Howard Murad has long been an evangelist of inclusive health, a message that comes through loud and clear at his brand’s new 1,500-square-foot flagship. Murad’s holistic viewpoint is communicated immediately with a five-minute skin-health analysis. For customers who want a more rigorous analysis, there’s YouthCam Evaluations using a high-definition camera with proprietary software to measure lines and wrinkles, age spots and inflammation. Ruth Madeja, director of global retail marketing, emphasizes the multiplicity of technologies—including an interactive hero wall that runs informational videos about products when they are picked up—is to answer customers’ concerns personally. “People want to know how this caters to my needs,” she says. For Murad, inclusive health goes beyond products. A digital art wall allows customers to create their own masterpieces, reflecting his desire that customers can relieve the stresses of modern life. 8207A West 3rd St.

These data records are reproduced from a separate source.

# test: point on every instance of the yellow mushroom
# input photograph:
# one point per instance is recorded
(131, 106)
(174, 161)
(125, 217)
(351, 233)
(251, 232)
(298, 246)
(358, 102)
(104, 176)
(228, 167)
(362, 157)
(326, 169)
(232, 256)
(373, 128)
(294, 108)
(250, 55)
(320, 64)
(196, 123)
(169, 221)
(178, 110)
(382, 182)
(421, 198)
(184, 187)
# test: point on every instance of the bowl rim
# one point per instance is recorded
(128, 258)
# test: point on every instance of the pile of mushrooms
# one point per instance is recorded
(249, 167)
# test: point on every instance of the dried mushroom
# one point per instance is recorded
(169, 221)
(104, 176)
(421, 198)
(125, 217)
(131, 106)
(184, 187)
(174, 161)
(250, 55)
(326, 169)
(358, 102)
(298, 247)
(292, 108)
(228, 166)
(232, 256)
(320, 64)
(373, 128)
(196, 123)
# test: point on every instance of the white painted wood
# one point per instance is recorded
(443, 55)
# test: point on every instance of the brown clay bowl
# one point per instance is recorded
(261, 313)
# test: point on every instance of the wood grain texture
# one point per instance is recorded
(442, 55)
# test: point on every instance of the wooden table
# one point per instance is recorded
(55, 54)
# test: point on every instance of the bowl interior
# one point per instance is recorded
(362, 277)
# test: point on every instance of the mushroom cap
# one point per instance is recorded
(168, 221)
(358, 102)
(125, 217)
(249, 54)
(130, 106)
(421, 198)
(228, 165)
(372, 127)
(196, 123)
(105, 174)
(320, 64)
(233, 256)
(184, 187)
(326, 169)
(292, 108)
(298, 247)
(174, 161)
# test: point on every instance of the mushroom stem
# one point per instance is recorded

Wende Zomnir’s dream of opening a store for her brand, Urban Decay, has become a reality, thanks to the largesse of parent company L’Oréal, which bought Urban in late 2012. “Retail is always something that you think about because it allows you to show the full expression of the brand. Of course, we kicked it around, but we are kind of realists,” says Zomnir, chief creative officer and founding partner. One of L’Oréal’s principal missions for the brand—expanding internationally—gave Urban Decay a strong impetus to develop a retail format that could spread globally. Set to open in November, the 1,000-square-foot store will feature a 100-inch nickel chandelier, six makeup stations, a coffee bar, an interactive photo booth and a so-called “dude station” where guys can hang out. “The store sets the pace, and speaks to what stores will look like everywhere,” says Tim Warner, chief executive, who notes that London is slated for store number two. 401 Newport Center Dr.